Edith Schryver was born on March 20, 1901, in Kingston, New York. She grew up in an apartment over the Kingston railroad station where her father, George Schryver, managed the restaurant and her mother Eleanor Young was a homemaker. In 1903, her brother Harry Schryver was born.
After high school, she attended the Pratt Institute in Brooklyn, New York to study watercolor. In 1920 she transferred to the Lowthorpe School of Landscape Architecture for Women in Groton, Massachusetts. The coursework there was intensive and lasted three years. It included architectural drafting, freehand and perspective drawing, construction, surveying, site engineering, history of architecture and landscape architecture, soils, plant materials, elementary forestry, botany, and entomology.[1] While at Lowthorpe, she worked part-time with local, well-established landscape architects Elizabeth Leonard Strang, Harold Hill Blossom, and Elizabeth Greenleaf Pattee.
Schryver performed well in her Lowthorpe courses and her work was highly regarded. In 1922, she received a summer internship with notable New York landscape architect, Ellen Biddle Shipman, in Cornish, New Hampshire. Upon graduation in 1922, Schryver joined Ellen Shipman’s New York firm as a draftsperson, working there for five years. In the Shipman office, Schryver received further training not only as a designer but also in the business of running an office. She corresponded with clients and nurserymen in addition to providing drawings and plans for Shipman’s growing practice. Schryver’s work draws on the design styles of Shipman and Platt, incorporating the Italian villa and English cottage garden influences that would remain evident throughout her career.[2]
Shipman biographer Judith Tankard describes Edith Schryver as an "…excellent draftsman" who worked on many important commissions with Shipman, and as one of the best-known landscape architects in Shipman’s office.[3]
In 1927, Schryver took a sabbatical from Shipman's office to join Lowthorpe's European Travel Course co-sponsored by Harvard's Cambridge School of Domestic and Landscape Architecture for Women, a three-month tour was limited to twenty women interested in landscape design. It introduced participants to the great historic monuments of Europe including country houses, villas, and their associated gardens. Schryver visited and photographed gardens in England, France, Germany, Italy, and Spain. During this journey, she met Elizabeth Lord, 14 years her senior and also enrolled at Lowthorpe.

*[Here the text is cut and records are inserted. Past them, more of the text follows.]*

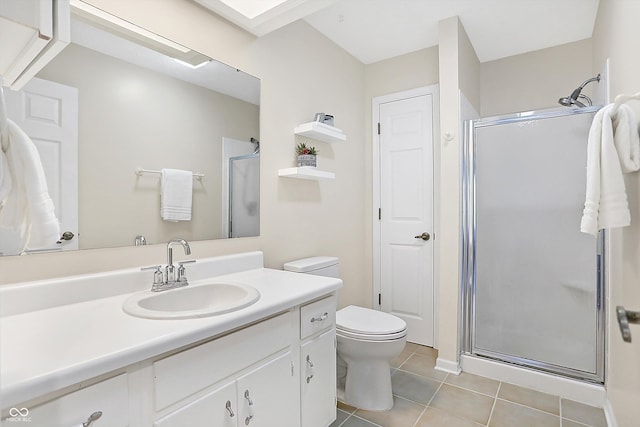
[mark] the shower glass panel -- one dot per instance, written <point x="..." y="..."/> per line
<point x="533" y="279"/>
<point x="244" y="196"/>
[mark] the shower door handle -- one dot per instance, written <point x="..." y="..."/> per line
<point x="625" y="317"/>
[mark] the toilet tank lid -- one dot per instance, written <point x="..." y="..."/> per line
<point x="310" y="264"/>
<point x="368" y="321"/>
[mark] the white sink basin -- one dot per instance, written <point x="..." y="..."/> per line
<point x="201" y="300"/>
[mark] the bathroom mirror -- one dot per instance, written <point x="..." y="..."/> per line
<point x="139" y="111"/>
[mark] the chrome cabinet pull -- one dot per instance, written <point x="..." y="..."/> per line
<point x="625" y="317"/>
<point x="228" y="408"/>
<point x="248" y="419"/>
<point x="92" y="418"/>
<point x="320" y="318"/>
<point x="309" y="369"/>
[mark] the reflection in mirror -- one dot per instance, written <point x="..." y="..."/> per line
<point x="105" y="108"/>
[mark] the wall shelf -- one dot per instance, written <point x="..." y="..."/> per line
<point x="306" y="172"/>
<point x="320" y="132"/>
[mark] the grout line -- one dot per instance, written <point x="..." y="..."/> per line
<point x="495" y="399"/>
<point x="530" y="407"/>
<point x="560" y="409"/>
<point x="473" y="391"/>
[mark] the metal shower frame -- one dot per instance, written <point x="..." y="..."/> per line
<point x="468" y="238"/>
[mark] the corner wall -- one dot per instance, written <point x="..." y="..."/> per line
<point x="459" y="72"/>
<point x="616" y="36"/>
<point x="298" y="218"/>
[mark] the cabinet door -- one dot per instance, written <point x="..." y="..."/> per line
<point x="318" y="378"/>
<point x="109" y="397"/>
<point x="216" y="409"/>
<point x="268" y="395"/>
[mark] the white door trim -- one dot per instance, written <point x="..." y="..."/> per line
<point x="376" y="202"/>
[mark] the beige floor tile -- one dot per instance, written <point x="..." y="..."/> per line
<point x="411" y="347"/>
<point x="404" y="413"/>
<point x="346" y="408"/>
<point x="464" y="403"/>
<point x="400" y="359"/>
<point x="507" y="414"/>
<point x="354" y="421"/>
<point x="414" y="387"/>
<point x="423" y="365"/>
<point x="433" y="417"/>
<point x="535" y="399"/>
<point x="580" y="412"/>
<point x="474" y="383"/>
<point x="426" y="351"/>
<point x="340" y="417"/>
<point x="569" y="423"/>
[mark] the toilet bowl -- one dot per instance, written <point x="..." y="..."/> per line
<point x="367" y="342"/>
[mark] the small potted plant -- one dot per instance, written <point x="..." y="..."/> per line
<point x="306" y="155"/>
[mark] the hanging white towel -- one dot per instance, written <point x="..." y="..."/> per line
<point x="613" y="148"/>
<point x="176" y="195"/>
<point x="28" y="208"/>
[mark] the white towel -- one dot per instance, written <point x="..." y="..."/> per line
<point x="613" y="148"/>
<point x="176" y="195"/>
<point x="28" y="208"/>
<point x="5" y="178"/>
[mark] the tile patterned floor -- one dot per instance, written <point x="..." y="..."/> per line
<point x="426" y="397"/>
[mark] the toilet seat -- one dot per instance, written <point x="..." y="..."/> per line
<point x="367" y="324"/>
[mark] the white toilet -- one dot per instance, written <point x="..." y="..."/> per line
<point x="367" y="341"/>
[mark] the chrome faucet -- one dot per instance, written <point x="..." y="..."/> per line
<point x="171" y="277"/>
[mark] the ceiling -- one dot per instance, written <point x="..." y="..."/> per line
<point x="373" y="30"/>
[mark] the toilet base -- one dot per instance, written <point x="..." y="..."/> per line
<point x="368" y="386"/>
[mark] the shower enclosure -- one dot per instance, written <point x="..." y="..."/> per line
<point x="244" y="195"/>
<point x="533" y="283"/>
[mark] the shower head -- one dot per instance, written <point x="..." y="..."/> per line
<point x="572" y="99"/>
<point x="257" y="145"/>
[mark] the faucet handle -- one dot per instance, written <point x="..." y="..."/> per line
<point x="157" y="274"/>
<point x="181" y="270"/>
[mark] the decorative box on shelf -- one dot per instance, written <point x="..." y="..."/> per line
<point x="320" y="131"/>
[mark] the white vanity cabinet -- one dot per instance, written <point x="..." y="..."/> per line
<point x="318" y="363"/>
<point x="249" y="377"/>
<point x="109" y="397"/>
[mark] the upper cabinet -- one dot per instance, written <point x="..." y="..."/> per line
<point x="31" y="34"/>
<point x="320" y="132"/>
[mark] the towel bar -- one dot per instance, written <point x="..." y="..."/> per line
<point x="140" y="171"/>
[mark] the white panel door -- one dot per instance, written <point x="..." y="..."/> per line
<point x="406" y="202"/>
<point x="48" y="113"/>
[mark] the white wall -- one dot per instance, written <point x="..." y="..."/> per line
<point x="535" y="80"/>
<point x="301" y="73"/>
<point x="616" y="37"/>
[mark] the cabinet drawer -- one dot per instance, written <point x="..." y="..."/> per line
<point x="217" y="408"/>
<point x="185" y="373"/>
<point x="111" y="397"/>
<point x="317" y="316"/>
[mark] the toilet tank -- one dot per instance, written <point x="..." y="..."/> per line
<point x="320" y="266"/>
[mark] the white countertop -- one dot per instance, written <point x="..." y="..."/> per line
<point x="46" y="350"/>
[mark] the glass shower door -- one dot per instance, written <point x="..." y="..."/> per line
<point x="534" y="277"/>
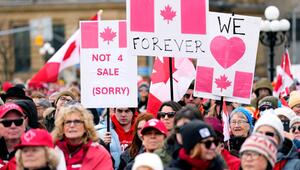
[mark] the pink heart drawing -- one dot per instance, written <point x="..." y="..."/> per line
<point x="227" y="52"/>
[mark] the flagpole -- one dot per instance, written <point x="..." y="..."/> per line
<point x="221" y="108"/>
<point x="171" y="78"/>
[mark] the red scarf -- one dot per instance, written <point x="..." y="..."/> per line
<point x="197" y="164"/>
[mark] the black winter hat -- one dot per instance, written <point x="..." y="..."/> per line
<point x="194" y="132"/>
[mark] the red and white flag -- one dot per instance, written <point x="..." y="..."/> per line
<point x="284" y="76"/>
<point x="183" y="73"/>
<point x="66" y="56"/>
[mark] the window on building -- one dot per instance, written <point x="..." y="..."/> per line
<point x="22" y="53"/>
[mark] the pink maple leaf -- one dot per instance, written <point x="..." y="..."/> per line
<point x="107" y="35"/>
<point x="222" y="82"/>
<point x="167" y="13"/>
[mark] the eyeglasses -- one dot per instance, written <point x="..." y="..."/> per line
<point x="126" y="110"/>
<point x="238" y="122"/>
<point x="271" y="134"/>
<point x="263" y="108"/>
<point x="294" y="128"/>
<point x="74" y="122"/>
<point x="208" y="143"/>
<point x="8" y="123"/>
<point x="189" y="95"/>
<point x="163" y="114"/>
<point x="250" y="154"/>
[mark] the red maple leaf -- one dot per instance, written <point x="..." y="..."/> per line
<point x="167" y="13"/>
<point x="222" y="82"/>
<point x="162" y="70"/>
<point x="107" y="35"/>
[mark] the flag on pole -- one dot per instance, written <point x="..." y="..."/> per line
<point x="183" y="73"/>
<point x="284" y="76"/>
<point x="66" y="56"/>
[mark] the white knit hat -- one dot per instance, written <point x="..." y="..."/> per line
<point x="269" y="118"/>
<point x="150" y="160"/>
<point x="261" y="144"/>
<point x="285" y="111"/>
<point x="295" y="119"/>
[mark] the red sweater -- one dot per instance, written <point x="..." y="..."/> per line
<point x="85" y="156"/>
<point x="232" y="162"/>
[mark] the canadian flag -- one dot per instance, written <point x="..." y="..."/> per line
<point x="183" y="73"/>
<point x="284" y="76"/>
<point x="66" y="56"/>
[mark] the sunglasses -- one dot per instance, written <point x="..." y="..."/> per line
<point x="163" y="114"/>
<point x="8" y="123"/>
<point x="294" y="128"/>
<point x="75" y="122"/>
<point x="189" y="95"/>
<point x="208" y="143"/>
<point x="263" y="108"/>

After the tour, Schryver returned to her position in NYC and Lord returned to Lowthorpe to complete her coursework. Over the next year, Schryver and Lord stayed in contact and discussed plans for establishing their own landscape architecture firm in Salem, Oregon, Lord’s hometown. They arrived in Salem in 1928. "I wanted to change and always wanted see the West Coast, Alaska and Japan so [we] decided that we would form a partnership of landscape architects and so I came out to Oregon with her; we formed a partnership, the first women to practice in the Northwest."[4]
Schryver and Lord's Salem, Oregon office was the first on the West Coast to be run entirely by women. From 1929 to 1969, the firm designed over 200 gardens throughout the Pacific Northwest. These included a variety of residential, civic, and public spaces. Schryver's expertise was engineering and construction while Lord focused on plant selection and composition. Among their office archives at the University of Oregon are documents from two dozen projects that Schryver worked on while in Shipman's office.[5]

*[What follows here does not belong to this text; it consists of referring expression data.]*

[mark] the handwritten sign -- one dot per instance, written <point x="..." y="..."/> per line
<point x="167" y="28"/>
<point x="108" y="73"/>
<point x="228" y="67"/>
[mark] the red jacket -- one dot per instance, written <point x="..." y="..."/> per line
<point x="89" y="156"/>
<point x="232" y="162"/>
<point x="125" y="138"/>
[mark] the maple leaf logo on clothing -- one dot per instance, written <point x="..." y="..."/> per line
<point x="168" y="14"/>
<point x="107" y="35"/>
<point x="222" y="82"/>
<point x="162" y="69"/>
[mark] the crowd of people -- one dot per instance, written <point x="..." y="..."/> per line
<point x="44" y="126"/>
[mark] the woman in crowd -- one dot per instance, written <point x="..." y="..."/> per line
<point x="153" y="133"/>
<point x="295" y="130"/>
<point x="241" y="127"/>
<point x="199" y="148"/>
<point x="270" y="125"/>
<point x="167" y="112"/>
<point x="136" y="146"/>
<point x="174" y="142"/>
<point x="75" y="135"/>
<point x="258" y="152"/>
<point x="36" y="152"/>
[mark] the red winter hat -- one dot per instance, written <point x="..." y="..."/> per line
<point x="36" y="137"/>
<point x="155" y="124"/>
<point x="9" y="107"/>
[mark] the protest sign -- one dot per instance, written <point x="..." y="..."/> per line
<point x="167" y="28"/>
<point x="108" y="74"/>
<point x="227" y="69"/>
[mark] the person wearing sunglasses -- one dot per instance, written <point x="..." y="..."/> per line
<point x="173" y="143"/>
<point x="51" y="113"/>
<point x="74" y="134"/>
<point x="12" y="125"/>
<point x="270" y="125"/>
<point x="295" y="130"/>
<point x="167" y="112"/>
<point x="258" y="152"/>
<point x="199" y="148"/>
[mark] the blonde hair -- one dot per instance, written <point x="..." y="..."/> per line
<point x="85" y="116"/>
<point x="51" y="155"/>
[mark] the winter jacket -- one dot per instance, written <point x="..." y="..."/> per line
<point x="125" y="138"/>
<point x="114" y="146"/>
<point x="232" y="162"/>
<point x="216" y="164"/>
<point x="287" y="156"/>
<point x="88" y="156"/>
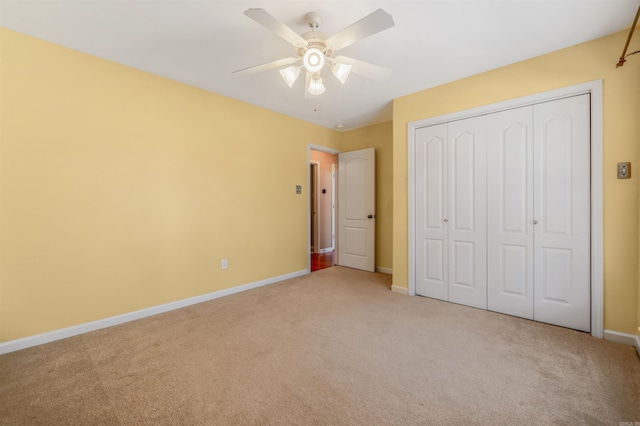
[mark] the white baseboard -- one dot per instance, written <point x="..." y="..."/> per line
<point x="400" y="290"/>
<point x="627" y="339"/>
<point x="63" y="333"/>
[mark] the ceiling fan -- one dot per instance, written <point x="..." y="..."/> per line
<point x="314" y="49"/>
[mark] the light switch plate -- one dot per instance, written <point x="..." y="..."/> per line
<point x="624" y="170"/>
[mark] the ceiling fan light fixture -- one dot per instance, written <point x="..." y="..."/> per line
<point x="316" y="86"/>
<point x="341" y="71"/>
<point x="290" y="74"/>
<point x="313" y="59"/>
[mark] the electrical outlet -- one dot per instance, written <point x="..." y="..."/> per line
<point x="624" y="170"/>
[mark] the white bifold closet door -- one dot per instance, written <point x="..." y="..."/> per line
<point x="538" y="229"/>
<point x="451" y="212"/>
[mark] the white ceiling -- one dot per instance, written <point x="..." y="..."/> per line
<point x="433" y="42"/>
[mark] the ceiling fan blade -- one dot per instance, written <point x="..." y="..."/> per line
<point x="367" y="26"/>
<point x="263" y="18"/>
<point x="267" y="66"/>
<point x="366" y="69"/>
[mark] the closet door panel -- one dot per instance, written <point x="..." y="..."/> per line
<point x="510" y="212"/>
<point x="467" y="212"/>
<point x="562" y="211"/>
<point x="431" y="212"/>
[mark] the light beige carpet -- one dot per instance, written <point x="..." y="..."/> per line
<point x="333" y="347"/>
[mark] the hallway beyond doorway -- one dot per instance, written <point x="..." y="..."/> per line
<point x="322" y="260"/>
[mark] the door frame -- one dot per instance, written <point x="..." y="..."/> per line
<point x="595" y="89"/>
<point x="313" y="147"/>
<point x="313" y="201"/>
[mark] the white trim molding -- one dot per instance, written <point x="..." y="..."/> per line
<point x="595" y="89"/>
<point x="400" y="290"/>
<point x="63" y="333"/>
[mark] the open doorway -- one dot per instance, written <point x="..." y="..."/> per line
<point x="322" y="209"/>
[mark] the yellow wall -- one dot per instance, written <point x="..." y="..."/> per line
<point x="578" y="64"/>
<point x="122" y="190"/>
<point x="380" y="137"/>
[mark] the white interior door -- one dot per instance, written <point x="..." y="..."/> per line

In 1932, they hired Clarence L. Smith, a prominent Salem architect with whom they would partner in several projects, to build their own house and personal garden on a portion of the original Lord home property. They named the new home Gaiety Hollow for its location near the Gaiety Hill neighborhood. Gaiety Hollow was placed on the National Register of Historic Places in 2014.

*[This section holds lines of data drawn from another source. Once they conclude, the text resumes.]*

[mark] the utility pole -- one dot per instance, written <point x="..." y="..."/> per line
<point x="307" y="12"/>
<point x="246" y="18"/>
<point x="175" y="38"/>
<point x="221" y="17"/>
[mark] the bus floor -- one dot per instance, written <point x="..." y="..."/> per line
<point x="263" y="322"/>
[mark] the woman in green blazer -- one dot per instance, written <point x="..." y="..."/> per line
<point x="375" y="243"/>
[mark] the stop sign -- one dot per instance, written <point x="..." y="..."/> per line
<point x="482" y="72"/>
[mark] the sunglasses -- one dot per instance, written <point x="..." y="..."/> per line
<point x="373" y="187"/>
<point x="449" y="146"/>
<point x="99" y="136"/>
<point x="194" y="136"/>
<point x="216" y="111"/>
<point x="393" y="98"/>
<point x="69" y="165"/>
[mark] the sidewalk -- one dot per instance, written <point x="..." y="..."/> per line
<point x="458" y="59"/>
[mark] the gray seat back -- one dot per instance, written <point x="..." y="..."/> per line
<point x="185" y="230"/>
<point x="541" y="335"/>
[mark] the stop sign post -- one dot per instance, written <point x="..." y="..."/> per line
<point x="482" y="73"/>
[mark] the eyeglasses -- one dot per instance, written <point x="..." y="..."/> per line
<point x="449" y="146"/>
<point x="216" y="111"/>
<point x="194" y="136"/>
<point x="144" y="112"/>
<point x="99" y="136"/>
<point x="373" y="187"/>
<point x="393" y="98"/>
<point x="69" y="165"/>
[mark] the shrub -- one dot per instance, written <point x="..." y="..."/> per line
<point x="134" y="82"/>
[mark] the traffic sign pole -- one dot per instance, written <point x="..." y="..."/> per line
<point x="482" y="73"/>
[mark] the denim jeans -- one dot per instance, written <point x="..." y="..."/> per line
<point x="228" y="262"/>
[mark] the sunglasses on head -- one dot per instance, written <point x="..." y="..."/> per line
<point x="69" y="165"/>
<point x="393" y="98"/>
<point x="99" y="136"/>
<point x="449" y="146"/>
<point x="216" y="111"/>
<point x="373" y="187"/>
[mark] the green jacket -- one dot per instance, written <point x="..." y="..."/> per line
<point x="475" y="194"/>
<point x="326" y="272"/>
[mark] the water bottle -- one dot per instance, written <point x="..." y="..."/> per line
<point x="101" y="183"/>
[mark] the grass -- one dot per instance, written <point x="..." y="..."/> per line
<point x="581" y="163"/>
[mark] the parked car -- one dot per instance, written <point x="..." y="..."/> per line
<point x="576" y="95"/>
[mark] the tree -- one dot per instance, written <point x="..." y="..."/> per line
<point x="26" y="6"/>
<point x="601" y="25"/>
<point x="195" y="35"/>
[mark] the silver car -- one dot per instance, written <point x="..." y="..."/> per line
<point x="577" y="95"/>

During World War II, when commissions decreased, Schryver taught advanced landscape design at Oregon State College. She also lectured at local garden clubs, wrote articles for local and regional publications, and participated in a Corvallis-based radio show called "The Home Garden Hour."
Schryver, know to her friends as "Nina", retired from professional practice and closed the firm in 1969. Upon Lord's death in 1976, Schryver remained in the house they shared for over 40 years. In 1984, when she died, the firm's professional papers were archived at the University of Oregon, home of the only state school of landscape architecture.